In May, Meta cut 8,000 jobs (around 10% of its global workforce) and moved another 7,000 employees into AI-focused roles. One in five Meta employees had their job changed or eliminated, all in the name of building the company's AI future.

Then, on 12 June, an internal memo from Mark Zuckerberg leaked. The headline quote: "Given the complexity of these changes, we've made mistakes and will almost certainly make more."



To be fair to Zuckerberg, it was a more honest admission than we usually get from Big Tech. He acknowledged that some of the new team structures weren't working, specifically, a setup in the Applied AI Engineering unit where a single manager could oversee up to 50 individual contributors. That ratio, by any measure, is chaos. Meta is now pulling back on it.

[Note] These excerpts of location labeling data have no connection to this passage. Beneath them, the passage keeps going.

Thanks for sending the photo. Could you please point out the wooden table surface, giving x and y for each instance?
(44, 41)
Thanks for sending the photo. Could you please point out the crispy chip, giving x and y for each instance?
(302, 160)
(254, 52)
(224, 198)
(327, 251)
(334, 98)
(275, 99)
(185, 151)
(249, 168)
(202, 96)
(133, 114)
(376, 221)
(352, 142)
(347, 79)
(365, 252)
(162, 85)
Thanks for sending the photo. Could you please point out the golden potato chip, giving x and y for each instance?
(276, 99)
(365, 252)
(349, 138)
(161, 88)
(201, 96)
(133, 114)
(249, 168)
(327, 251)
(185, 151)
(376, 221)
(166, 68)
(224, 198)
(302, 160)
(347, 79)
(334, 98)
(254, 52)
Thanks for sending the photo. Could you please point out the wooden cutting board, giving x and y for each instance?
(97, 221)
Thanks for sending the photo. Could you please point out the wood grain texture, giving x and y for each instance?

His defence of the layoffs was that by creating new AI-focused roles, Meta gave itself flexibility. If a restructured team wasn't working, they could transfer people rather than cutting them again. It sounds reasonable in theory. In practice, 8,000 people lost their jobs and 7,000 more had their roles reshuffled, all while Meta projected capital expenditure of up to $145 billion for 2026 – more than double what it spent in 2025.


Zuckerberg has promised there will be no more mass layoffs this year. To boost morale, Meta is increasing budgets for team events and running a company-wide hackathon in July.


Whether a hackathon fixes the trust problem is another question entirely.